How do you derive the trig addition formulas?

2. Originally Posted by manyarrows
How do you derive the trig addition formulas?
That depends on exactly how you define the trig functions themselves. One common method is this: Give a non-negative number t, start at the point (1, 0) and measure counterclockwise around the circumference a distance t. The final point will have coordinates (cos(t), sin(t)). In other words, cos(t) is defined as the x-coordinate of that point and sin(t) is defined as the y-coordinate. Given that, consider the straight line distance between (cos(a+b), sin(a+b)) and (cos(a),sin(a)) and the straight line distance between (0, 0) and (cos(b), sin(b)). The arc between the first pair of points has length b and the arc between the second part also has length b so the chords (straight lines between them) must also have the same length.

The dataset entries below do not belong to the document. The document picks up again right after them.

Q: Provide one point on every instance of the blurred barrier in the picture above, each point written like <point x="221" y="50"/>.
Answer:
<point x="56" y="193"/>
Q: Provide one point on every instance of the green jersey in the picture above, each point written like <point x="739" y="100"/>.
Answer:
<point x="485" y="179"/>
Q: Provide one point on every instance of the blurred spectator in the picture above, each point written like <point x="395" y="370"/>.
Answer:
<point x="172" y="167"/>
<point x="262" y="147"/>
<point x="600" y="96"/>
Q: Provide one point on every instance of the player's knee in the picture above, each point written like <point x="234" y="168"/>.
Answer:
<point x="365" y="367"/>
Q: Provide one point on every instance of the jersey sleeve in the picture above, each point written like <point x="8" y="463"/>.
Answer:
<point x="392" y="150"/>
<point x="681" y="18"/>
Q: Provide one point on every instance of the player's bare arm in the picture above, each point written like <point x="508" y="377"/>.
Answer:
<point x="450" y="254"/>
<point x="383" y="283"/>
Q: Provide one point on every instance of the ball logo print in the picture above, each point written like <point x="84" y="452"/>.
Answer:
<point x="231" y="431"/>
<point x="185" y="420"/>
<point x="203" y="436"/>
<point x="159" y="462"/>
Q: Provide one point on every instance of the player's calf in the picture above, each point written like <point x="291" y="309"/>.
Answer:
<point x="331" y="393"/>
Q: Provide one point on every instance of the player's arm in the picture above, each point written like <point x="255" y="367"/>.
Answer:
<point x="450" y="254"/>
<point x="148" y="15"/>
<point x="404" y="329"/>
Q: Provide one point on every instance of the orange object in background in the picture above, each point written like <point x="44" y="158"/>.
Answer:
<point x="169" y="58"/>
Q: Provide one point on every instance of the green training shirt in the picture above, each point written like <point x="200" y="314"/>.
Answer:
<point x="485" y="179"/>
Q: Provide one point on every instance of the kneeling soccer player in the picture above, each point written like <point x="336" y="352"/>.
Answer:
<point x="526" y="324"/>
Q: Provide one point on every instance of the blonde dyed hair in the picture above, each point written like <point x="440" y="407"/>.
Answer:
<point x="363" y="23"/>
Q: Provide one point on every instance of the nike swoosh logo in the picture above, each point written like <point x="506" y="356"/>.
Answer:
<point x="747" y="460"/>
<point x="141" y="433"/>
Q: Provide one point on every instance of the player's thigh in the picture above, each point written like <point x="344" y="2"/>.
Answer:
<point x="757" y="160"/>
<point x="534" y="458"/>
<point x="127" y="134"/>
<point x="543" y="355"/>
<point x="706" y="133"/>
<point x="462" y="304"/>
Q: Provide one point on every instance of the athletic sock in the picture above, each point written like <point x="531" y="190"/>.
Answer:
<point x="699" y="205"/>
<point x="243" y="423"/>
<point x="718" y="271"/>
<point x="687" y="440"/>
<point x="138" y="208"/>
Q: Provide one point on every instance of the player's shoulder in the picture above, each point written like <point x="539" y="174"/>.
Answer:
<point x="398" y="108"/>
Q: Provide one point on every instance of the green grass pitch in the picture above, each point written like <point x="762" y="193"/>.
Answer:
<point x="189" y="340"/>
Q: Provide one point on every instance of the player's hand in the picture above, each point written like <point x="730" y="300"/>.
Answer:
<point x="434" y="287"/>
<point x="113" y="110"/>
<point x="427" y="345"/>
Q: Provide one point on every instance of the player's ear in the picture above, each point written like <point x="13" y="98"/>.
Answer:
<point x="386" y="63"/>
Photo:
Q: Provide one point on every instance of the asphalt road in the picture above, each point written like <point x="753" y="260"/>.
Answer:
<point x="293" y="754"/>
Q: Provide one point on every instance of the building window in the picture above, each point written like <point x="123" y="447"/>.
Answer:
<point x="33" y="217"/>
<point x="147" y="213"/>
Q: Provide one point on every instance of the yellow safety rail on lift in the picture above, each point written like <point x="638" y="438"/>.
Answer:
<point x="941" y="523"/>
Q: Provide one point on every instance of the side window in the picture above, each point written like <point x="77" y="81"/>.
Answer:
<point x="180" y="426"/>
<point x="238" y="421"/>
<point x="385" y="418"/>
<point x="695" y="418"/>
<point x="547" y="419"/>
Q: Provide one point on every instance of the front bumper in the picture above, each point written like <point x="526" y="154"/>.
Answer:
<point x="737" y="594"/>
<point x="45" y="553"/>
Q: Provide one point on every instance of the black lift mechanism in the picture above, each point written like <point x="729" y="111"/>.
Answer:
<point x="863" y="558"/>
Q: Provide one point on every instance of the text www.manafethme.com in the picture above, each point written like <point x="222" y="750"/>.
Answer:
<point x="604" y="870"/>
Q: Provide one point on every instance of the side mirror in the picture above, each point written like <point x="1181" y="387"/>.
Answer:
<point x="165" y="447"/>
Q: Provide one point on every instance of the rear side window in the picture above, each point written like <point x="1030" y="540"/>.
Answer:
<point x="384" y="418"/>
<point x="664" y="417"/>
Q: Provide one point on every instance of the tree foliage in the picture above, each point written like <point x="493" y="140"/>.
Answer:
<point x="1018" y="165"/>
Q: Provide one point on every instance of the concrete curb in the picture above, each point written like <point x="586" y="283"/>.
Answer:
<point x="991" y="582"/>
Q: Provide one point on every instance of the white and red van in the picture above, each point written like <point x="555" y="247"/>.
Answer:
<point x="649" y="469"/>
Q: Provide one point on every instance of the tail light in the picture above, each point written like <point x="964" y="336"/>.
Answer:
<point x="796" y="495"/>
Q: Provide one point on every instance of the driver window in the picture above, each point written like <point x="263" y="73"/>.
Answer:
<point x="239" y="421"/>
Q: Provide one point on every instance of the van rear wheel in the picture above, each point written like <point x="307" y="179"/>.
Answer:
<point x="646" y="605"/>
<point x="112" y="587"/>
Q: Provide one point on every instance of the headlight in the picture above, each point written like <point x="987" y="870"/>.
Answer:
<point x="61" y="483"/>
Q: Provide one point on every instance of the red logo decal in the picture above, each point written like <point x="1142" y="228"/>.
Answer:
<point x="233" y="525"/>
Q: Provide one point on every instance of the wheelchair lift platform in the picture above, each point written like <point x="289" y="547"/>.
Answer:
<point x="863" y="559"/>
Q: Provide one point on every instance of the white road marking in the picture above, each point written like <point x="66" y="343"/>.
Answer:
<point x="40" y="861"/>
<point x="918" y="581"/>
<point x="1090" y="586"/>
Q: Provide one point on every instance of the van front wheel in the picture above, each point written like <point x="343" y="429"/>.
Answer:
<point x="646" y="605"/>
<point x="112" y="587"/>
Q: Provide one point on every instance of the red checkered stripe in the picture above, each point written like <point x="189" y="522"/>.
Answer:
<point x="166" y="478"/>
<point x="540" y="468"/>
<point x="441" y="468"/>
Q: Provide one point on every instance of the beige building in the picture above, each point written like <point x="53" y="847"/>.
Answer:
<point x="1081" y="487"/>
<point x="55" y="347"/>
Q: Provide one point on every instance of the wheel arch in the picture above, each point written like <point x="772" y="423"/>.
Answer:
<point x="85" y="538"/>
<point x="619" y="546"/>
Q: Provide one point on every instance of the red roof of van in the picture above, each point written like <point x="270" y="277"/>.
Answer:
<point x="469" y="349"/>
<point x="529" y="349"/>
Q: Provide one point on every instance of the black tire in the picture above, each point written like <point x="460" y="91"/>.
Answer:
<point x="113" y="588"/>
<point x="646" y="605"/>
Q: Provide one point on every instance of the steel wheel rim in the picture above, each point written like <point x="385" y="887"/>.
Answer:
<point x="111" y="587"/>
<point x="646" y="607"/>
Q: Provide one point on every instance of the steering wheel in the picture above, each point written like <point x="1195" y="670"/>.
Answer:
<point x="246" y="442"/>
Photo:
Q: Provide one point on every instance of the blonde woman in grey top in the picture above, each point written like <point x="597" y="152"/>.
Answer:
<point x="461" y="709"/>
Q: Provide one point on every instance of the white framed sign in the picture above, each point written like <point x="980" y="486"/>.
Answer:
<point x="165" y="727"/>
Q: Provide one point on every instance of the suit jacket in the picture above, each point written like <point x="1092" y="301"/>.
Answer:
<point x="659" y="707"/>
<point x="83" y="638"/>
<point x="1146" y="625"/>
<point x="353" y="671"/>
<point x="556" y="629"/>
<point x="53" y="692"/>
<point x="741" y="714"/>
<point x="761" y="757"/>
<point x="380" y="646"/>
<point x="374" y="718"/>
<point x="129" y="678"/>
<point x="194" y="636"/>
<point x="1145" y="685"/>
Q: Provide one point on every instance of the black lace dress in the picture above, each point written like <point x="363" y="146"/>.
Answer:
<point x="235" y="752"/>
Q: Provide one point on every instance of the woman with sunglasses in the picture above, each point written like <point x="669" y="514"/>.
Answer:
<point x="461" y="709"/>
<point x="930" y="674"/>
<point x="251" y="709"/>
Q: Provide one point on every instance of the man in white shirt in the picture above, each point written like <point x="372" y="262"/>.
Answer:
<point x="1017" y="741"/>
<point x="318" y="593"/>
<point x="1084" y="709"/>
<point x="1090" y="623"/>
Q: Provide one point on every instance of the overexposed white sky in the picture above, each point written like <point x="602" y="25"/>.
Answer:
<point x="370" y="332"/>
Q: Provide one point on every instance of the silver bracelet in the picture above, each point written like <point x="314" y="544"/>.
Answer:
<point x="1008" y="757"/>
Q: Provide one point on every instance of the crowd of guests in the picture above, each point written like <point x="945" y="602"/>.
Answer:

$\sqrt{(cos(a+b)- cos(a))^2+ (sin(a+b)- sin(a))^2}= \sqrt{(cos(b)-1)^2+ sin^2(b)}$
Squaring both sides of that gives
$cos^2(a+b)- 2cos(a)cos(a+b)+ cos^2(a)+ sin^2(a+b)- 2sin(a)sin(a+b)+ sin^2(a)$
$= cos^2(b)- 2cos(b)+1 + sin^2(b)$
so $2- 2cos(a)cos(a+b)- 2sin(a)sin(a+b)= 2- 2cos(b)$
$cos(a)cos(a+b)+ sin(a)sin(a+b)= cos(b)$
Now, that isn't quite what we want but if we take x= a, y= a+b, we can "reverse" that: now b= y- a= y- x so that becomes
$cos(y- x)= cos(x)cos(y)+ sin(x)sin(y)$

Replacing x by -x and using the fact that cosine is an even function and sine is an odd function.
$cos(y+x)= cos(x)cos(y)- sin(x)sin(y)$

sin(y+x) can be done now by using the fact that $sin(a)= cos(\pi/2- a)$ and $cos(a)= cos(\pi/2- a)$.
$sin(x+y)= cos(\pi/2-x-y)= cos((\pi/2- x)cos(y)+ sin(\pi/2- x)sin(y)$
$= sin(\pi/2-(\pi/2-x))cos(y)+ cos(\pi/2- (\pi/2-x))sin(y)$
$= sin(x)cos(y)+ cos(x)sin(y)$